A Path through the Woods

I just returned from a visit with my brother who lives on the other side of the country. Because of the distance we seldom visit with each other; and consequentially, we seldom have a reason to reflect on the life we shared as children. Spending ten days together has given me reason to reflect.

My brother is five years older than me. Because of this age difference we did not compete physically with each other. But as the older brother he was always held up as a model for me to emulate. He was industrious; by the age of twelve he had a job mowing the lawns of two or three neighbors. As the years passed, it was accepted that I should take his job when he found a better one.
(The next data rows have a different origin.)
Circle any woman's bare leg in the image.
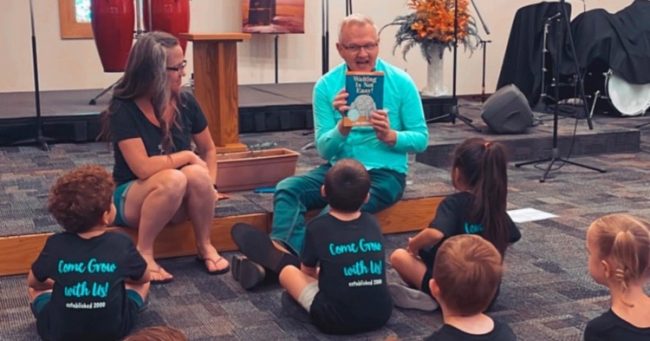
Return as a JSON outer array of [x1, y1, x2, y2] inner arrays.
[[181, 165, 228, 272], [124, 169, 187, 281]]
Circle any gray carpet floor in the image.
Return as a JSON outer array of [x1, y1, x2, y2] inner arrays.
[[0, 111, 650, 341]]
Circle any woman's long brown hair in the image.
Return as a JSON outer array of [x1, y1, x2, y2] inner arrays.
[[99, 31, 180, 153]]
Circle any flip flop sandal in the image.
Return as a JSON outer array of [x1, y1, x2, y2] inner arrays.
[[195, 256, 230, 275], [232, 256, 266, 290], [230, 223, 300, 274]]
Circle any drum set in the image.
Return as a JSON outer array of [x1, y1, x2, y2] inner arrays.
[[584, 62, 650, 116]]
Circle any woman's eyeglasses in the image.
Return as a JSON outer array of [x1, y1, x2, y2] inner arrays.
[[167, 60, 187, 72]]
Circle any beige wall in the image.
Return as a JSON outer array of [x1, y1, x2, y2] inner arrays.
[[0, 0, 631, 94]]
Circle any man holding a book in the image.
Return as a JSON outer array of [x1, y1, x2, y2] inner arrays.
[[233, 14, 429, 286], [271, 14, 429, 254]]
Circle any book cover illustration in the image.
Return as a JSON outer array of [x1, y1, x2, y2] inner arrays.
[[343, 71, 384, 127]]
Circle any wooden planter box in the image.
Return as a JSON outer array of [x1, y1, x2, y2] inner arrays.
[[217, 148, 300, 192]]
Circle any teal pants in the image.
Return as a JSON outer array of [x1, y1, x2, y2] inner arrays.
[[271, 164, 406, 255]]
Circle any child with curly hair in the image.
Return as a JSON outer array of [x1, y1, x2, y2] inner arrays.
[[27, 165, 149, 340]]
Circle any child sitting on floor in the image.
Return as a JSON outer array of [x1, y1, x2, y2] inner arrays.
[[389, 138, 521, 311], [28, 165, 149, 340], [280, 159, 393, 334], [584, 213, 650, 341], [427, 234, 517, 341]]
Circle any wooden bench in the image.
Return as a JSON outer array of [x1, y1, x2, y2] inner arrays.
[[0, 196, 444, 276]]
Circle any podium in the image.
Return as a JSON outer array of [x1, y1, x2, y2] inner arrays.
[[180, 32, 251, 153]]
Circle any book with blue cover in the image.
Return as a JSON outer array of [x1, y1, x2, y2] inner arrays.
[[343, 71, 384, 127]]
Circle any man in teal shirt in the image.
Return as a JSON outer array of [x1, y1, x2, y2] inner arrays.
[[232, 14, 429, 289], [271, 14, 429, 255]]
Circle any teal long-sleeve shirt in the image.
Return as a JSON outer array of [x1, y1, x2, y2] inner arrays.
[[313, 59, 429, 174]]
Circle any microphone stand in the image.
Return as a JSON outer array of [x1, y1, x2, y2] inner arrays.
[[13, 0, 51, 151], [321, 0, 330, 74], [450, 0, 481, 133], [472, 0, 492, 103]]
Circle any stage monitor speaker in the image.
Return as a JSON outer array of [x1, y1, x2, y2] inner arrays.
[[481, 84, 533, 134]]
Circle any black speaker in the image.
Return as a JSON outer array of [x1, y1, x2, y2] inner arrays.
[[481, 84, 533, 134]]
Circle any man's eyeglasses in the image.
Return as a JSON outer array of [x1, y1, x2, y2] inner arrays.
[[167, 60, 187, 72], [341, 43, 379, 53]]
I remember one job I was reluctant to take on. The day I was to go to work, I did not go. Instead, I went out to a field behind the house where we lived and played alone for three or four hours. I returned home at the appropriate time as if I had mowed the lawn. I did not understand that the man whose lawn I was supposed to mow would call my mother when I did not show up. I just was not as industrious as my brother.

When it came time for us to go to college, my brother was accepted at a military academy and followed that with a career as an officer serving our country. I went to college and a religious seminary to become a minister in the Christian Church, but I could not follow that honorable career. Instead, I figuratively went out into to field to play again. I decided to become an oral storyteller.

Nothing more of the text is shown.